PTO means no more micromanaging a person’s reason for requesting leave. This gives your employees flexibility on when and how to use their PTO. As long as they are giving proper notice their time off request should be approved.
This benefit is appreciated by most employees and quickly becoming the norm. In 2021, the Bureau of Labor Statistics reported that 45% of workers in the U.S. had access to a consolidated leave plan. Many organizations encourage employee loyalty by allotting PTO based on how long individuals have worked for the company. And, to up the ante, some businesses now offer unlimited PTO as a perk to help recruit new hires.
3. Let them work from home
Offering flexible work options is one way to help with retention while providing your valuable team members with a work-life balance solution.

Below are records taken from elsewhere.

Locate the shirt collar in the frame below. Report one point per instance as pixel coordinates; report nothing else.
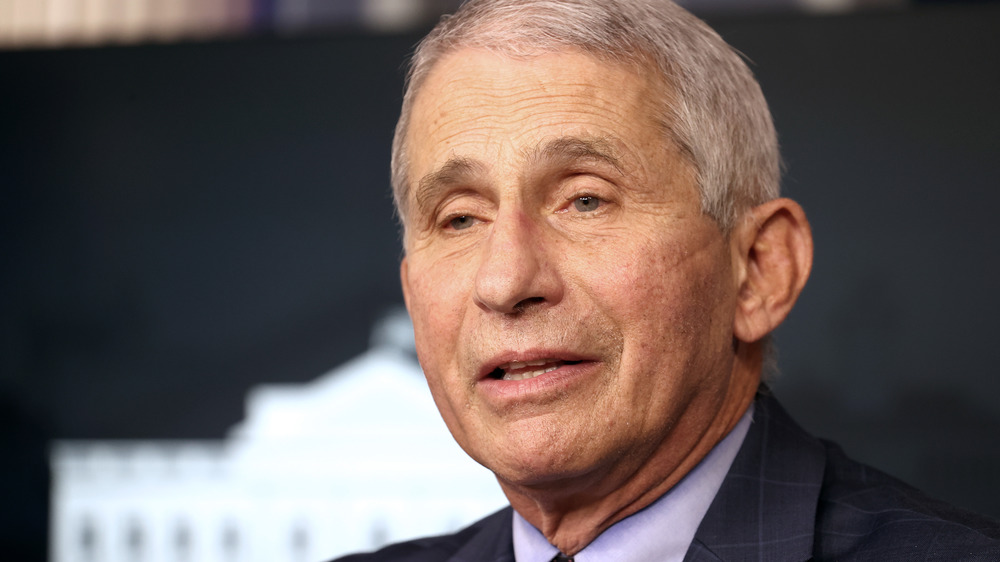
(664, 529)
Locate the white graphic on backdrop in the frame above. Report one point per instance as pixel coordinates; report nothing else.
(351, 461)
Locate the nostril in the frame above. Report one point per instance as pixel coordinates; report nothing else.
(527, 303)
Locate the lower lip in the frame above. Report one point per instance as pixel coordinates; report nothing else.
(544, 387)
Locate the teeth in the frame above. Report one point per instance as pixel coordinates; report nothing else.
(527, 374)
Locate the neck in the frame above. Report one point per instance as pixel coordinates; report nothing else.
(574, 512)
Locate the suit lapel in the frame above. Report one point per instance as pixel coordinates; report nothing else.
(493, 542)
(766, 507)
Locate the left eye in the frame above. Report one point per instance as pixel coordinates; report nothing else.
(586, 203)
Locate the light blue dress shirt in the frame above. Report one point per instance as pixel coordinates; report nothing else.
(663, 531)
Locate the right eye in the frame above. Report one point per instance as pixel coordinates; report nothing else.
(461, 222)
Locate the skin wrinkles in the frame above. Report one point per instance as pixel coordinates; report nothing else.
(643, 289)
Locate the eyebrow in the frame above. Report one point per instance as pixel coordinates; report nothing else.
(462, 170)
(455, 171)
(568, 149)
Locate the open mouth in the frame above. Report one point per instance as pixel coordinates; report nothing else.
(519, 371)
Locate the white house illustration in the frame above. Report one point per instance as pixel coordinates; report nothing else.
(351, 461)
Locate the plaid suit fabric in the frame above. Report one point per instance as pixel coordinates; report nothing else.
(787, 497)
(790, 496)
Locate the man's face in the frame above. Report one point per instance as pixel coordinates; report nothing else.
(573, 307)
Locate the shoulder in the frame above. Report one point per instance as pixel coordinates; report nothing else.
(866, 514)
(442, 547)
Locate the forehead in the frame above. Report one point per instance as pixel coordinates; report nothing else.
(482, 105)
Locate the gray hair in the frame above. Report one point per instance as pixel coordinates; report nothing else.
(712, 107)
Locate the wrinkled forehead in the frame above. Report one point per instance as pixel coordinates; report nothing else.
(474, 95)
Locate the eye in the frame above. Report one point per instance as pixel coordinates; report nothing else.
(587, 203)
(461, 222)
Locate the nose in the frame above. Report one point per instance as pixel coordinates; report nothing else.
(515, 272)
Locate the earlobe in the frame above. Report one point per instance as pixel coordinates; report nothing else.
(776, 251)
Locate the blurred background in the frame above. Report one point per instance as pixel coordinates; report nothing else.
(194, 202)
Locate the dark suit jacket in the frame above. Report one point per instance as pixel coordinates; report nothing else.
(787, 497)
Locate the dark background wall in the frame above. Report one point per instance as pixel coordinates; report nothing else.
(179, 223)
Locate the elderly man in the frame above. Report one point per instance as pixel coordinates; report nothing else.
(596, 253)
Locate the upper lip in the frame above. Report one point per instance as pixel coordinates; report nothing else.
(508, 357)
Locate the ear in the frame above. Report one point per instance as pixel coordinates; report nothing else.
(774, 246)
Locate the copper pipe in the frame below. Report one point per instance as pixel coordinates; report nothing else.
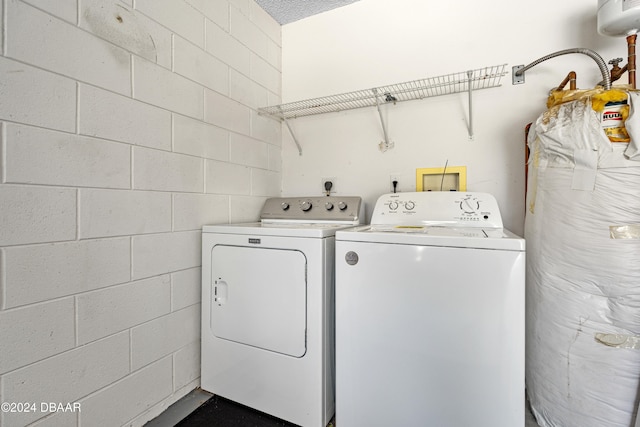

Is working from home as a family caregiver possible? Due to financial restrictions, most people can’t afford to quit their job to take care of an aging parent, but a CNBC study reported that without support, 4 in 10 people may face the difficult challenge of choosing between work or in-home caregiving duties.
Consider letting your employees work from home or switch to a hybrid office/remote schedule. Offering flexible work options is one way to help with retention while providing your valuable team members with a work-life balance solution.
You may need to sit down and work out the details, such as what you expect and if there are certain hours they need to be available. However, as long as the employee is attending mandatory virtual meetings and producing as expected, they’re free to work from any location. Remote work options give employees the flexibility to deal with any caregiving challenges, such as emergency doctor appointments.
4. Offer flexible spending arrangements
Flexible spending arrangements, or FSAs, aren’t just for taking care of an employee’s own medical expenses. Any of your workers are also eligible to set up an FSA account if their elder parent qualifies as their dependent. FSAs let your employees set aside a certain amount of pre-tax dollars for reimbursement of qualified out-of-pocket medical expenses each year.
For 2022, the IRS has raised the FSA limit to $2,850 in contributions. There are 2 different types — healthcare FSAs and dependent care FSAs — and depending on your employee’s circumstances, they may decide to set up both.
Healthcare FSAs cover things like doctor co-pays, hospital visits, and most other medical care not covered by the parent’s insurance. With a dependent care FSA, your employees can use the pre-tax savings for their relevant adult dependent care expenses.
Future of caregiver support services
Taking care of elderly parents is a distraction that can potentially affect your employees’ work performance. Support your team members as well as your bottom line when you provide caregiving resources and benefits.